Theresa May’s shock pick for the new Secretary of Defence, Gavin Williamson, has ruffled a few feathers already by advising he is leaving his pet tarantula, Cronus, behind in the chief whip’s office and placing the doomsday clock on his new desk instead.
“I’ve got the nukes to threaten people with now,” He shrugged, dogged by puffing reporters as he attempted to jog in circles on Westminster Green. “What the hell do I want with a spider?”
Indeed.
Our own reporter, Titan Searchlight, was doing his best to keep up with the pack and get LCD Views in on the action.
“Mister Williamson. Mister Williamson”
(Transcript filled with chainsmoker coughing.)
“Mister Williamson. Slow down! It’s LCD Views. We’re not like the rest of these hacks.”
(More coughing. Someone asking what they did to deserve this.)
“Mister Williamson. How soon do you expect to receive a knighthood?”
That grabbed his attention.
“About as soon as next Friday,” He shouted back. “When I tell our terrified Prime Minister that I either take her job now or she gives me a gong.”

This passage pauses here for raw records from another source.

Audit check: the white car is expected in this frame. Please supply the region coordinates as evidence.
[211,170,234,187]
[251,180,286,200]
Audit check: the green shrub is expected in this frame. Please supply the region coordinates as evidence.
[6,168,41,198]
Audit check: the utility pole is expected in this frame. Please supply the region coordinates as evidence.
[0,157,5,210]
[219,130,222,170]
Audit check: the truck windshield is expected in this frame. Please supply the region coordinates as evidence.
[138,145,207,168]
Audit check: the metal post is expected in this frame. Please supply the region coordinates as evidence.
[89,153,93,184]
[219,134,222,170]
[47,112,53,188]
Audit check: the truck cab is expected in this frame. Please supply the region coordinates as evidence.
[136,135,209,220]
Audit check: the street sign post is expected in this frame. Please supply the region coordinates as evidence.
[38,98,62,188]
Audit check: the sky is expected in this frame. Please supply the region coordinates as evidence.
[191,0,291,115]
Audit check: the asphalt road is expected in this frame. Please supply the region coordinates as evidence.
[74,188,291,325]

“Do you think you’ll be able to manage arguably one of the most important government departments when you’ve not done shit before but threaten Tory MPs with the records of their inappropriate behaviour?” Titan managed to ask between gasps for air.

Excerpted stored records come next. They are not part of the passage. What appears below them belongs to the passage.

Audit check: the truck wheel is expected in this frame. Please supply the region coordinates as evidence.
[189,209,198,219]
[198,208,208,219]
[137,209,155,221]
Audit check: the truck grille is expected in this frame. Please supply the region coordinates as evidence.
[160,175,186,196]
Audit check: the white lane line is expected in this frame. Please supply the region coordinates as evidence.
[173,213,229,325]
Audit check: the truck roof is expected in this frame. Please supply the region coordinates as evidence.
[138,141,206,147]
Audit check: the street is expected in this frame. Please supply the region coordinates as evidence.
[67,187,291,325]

“Well, I couldn’t stay as chief whip with the shit that’s going to hit the fan over Brexit. Now that the sexual harassment dossier is leaking to the media drip by drip, what the hell am I going to threaten people with to keep them in line?”
“Good point. Thank you for the interview.”
“No problem. No piss off or I’ll order the RAF to use your rundown 1930’s semi in Penge for drone target practise. And that goes for the rest of you. Rabble.”
Reports coming in after the exercise session suggested that Mr Williamson was wasting no time getting down to business.
He has chosen the exact spot on his desk to place the doomsday clock and is said to be enquiring how close you can nudge the hands on the clock before the big bombs go off?
As to the feelings of Cronus on being left behind?
The tarantula is said to be sanguine, fully expecting to be offered the job of minister for the cabinet office any day soon.